I spent my internship working on the Citation Count Prediction project, where the goal is to create an AI model that can read a scholarly paper’s title, abstract, and metadata, and then (accurately) predict how many future papers would cite this one. Dr. Godwin leads the CCP project, so I would technically be under his supervision, although Dr. Melvin was always ready to give advice when needed.
My first task was to recompile some of the test data that we were going to use. We wanted an extra datapoint, which meant altering and re-running the whole fetch-and-organize program. I was then tasked with finding a good model to read our data and make predictions. After experimenting with OpenAI’s GPT-3 and finding limited success, we opted for MATLAB’s text processing. After hybridizing NLP and MLP models built from scratch, we decided to replace the basic NLP with a pre-trained model called BERT. It produced the best results to date, with an overall accuracy of 65% and an AUC-ROC of 0.71.

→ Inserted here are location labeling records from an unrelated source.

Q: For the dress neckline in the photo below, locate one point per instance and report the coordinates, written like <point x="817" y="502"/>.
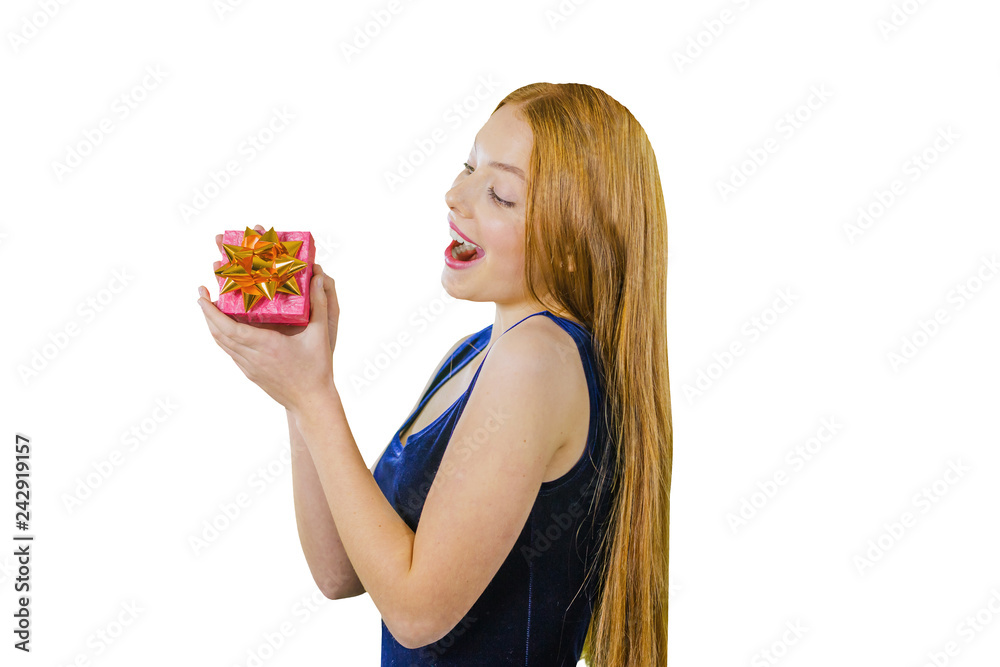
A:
<point x="470" y="341"/>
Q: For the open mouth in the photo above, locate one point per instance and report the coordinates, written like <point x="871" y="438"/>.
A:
<point x="463" y="251"/>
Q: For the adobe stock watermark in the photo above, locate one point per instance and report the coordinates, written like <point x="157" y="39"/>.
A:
<point x="435" y="651"/>
<point x="453" y="117"/>
<point x="106" y="635"/>
<point x="367" y="32"/>
<point x="249" y="148"/>
<point x="710" y="32"/>
<point x="912" y="169"/>
<point x="86" y="311"/>
<point x="121" y="107"/>
<point x="752" y="330"/>
<point x="230" y="511"/>
<point x="968" y="629"/>
<point x="899" y="15"/>
<point x="749" y="507"/>
<point x="787" y="126"/>
<point x="418" y="322"/>
<point x="131" y="440"/>
<point x="271" y="641"/>
<point x="780" y="647"/>
<point x="928" y="328"/>
<point x="894" y="530"/>
<point x="559" y="524"/>
<point x="32" y="24"/>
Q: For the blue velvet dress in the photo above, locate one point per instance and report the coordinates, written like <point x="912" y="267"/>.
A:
<point x="536" y="610"/>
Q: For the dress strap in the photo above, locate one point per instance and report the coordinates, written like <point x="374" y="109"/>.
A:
<point x="541" y="312"/>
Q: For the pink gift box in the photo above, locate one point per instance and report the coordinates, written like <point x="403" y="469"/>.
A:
<point x="283" y="308"/>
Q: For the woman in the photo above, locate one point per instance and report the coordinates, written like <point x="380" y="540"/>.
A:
<point x="520" y="514"/>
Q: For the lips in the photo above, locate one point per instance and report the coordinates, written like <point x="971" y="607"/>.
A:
<point x="460" y="233"/>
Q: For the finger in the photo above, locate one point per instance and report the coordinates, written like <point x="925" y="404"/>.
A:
<point x="237" y="336"/>
<point x="225" y="344"/>
<point x="317" y="301"/>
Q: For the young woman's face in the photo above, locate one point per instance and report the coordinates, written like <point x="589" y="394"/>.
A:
<point x="487" y="204"/>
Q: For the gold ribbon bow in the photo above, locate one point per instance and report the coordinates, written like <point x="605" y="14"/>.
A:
<point x="261" y="266"/>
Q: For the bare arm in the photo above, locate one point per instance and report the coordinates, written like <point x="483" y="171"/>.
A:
<point x="328" y="562"/>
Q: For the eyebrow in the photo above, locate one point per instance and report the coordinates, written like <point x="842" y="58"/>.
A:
<point x="503" y="166"/>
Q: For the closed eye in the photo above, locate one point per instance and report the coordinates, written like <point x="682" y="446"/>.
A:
<point x="500" y="202"/>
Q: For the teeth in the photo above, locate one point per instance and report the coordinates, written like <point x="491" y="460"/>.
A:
<point x="462" y="241"/>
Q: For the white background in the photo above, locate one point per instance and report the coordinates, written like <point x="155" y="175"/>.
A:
<point x="855" y="299"/>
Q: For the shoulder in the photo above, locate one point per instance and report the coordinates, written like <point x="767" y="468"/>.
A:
<point x="533" y="359"/>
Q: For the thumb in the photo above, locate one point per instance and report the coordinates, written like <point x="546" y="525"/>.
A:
<point x="317" y="300"/>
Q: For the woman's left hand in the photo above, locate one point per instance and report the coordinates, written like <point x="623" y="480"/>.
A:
<point x="292" y="364"/>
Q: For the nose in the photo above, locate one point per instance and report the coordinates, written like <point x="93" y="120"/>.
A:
<point x="455" y="198"/>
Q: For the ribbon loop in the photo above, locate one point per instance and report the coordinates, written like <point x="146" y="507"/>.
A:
<point x="260" y="266"/>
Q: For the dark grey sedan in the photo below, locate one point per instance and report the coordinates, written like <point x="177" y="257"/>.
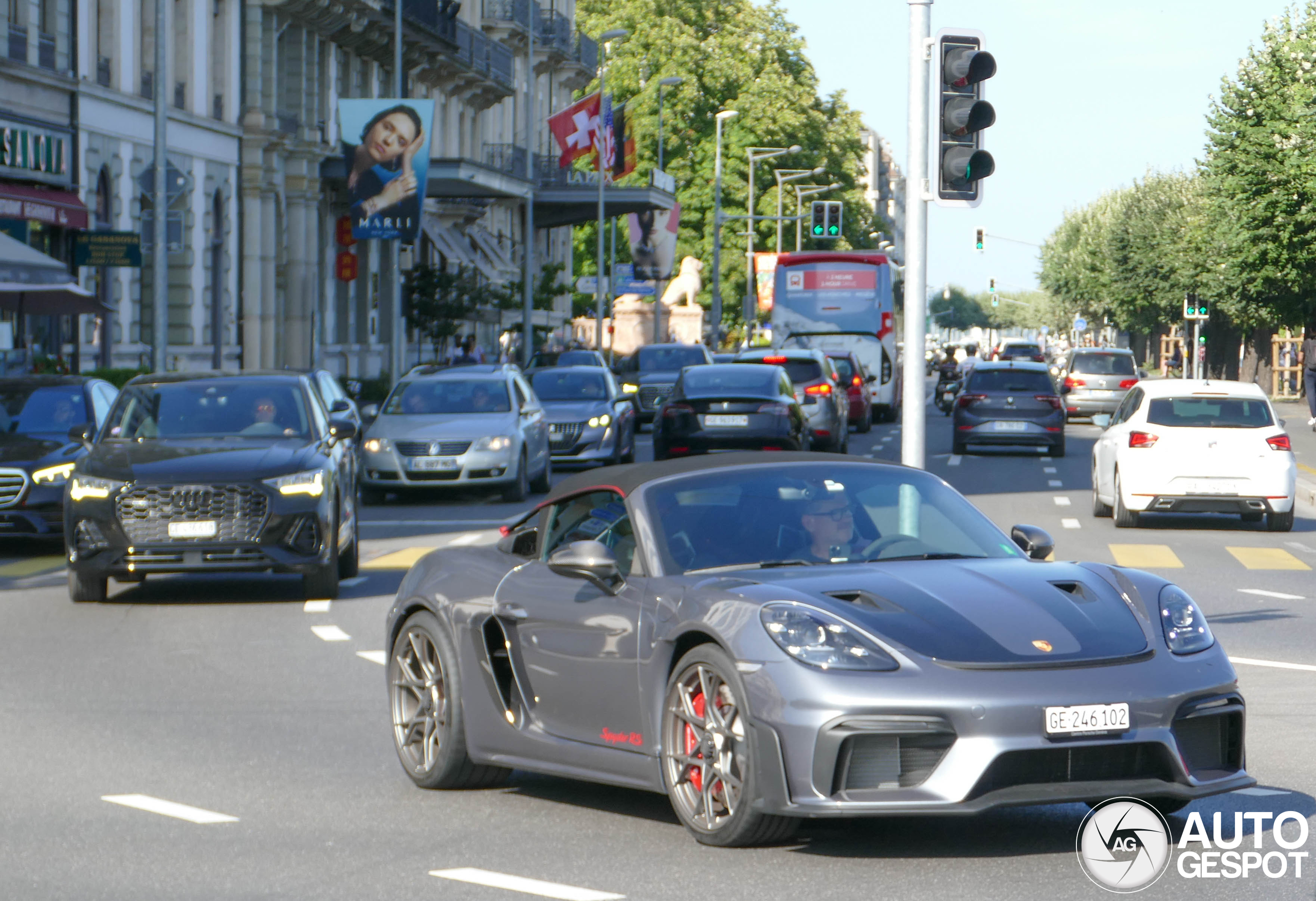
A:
<point x="1010" y="404"/>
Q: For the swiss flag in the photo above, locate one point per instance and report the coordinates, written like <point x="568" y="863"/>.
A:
<point x="576" y="128"/>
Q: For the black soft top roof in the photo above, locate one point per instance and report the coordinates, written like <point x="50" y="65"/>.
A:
<point x="628" y="476"/>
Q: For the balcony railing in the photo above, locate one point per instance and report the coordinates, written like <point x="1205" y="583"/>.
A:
<point x="45" y="50"/>
<point x="17" y="44"/>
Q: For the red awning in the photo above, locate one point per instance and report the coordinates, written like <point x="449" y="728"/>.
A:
<point x="46" y="206"/>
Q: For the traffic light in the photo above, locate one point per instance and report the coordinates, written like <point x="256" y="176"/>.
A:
<point x="826" y="216"/>
<point x="962" y="115"/>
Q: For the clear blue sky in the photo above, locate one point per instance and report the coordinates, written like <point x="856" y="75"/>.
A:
<point x="1087" y="97"/>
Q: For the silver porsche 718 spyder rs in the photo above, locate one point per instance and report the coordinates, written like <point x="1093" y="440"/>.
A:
<point x="766" y="638"/>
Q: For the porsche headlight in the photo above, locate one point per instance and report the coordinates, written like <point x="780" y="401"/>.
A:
<point x="53" y="475"/>
<point x="313" y="482"/>
<point x="1186" y="631"/>
<point x="94" y="488"/>
<point x="820" y="640"/>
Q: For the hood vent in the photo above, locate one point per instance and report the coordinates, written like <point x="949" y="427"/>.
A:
<point x="866" y="599"/>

I learned a surprisingly broad array of skills, from using MATLAB to how to work on a research team. Apparently, there’s a difference between machine learning and deep learning, and just because it’s called “deep” doesn’t mean it’s actually better. I was exposed to a whole new world of business applications, like Azure DevOps and RocketChat. I even learned about and got certified to handle protected medical data! And, of course, no internship would be complete without some great mentors to patiently explain why exactly I was entirely wrong, several times over. My biggest takeaway from this internship probably sounds silly, but it’s true: just keep trying stuff. When an idea didn’t work, we didn’t try to brute force some haphazard nonsense; we backed up, analyzed our results, and moved on to the next option. Good work advice, and good relationship advice, too. Overall, an excellent enrichment experience.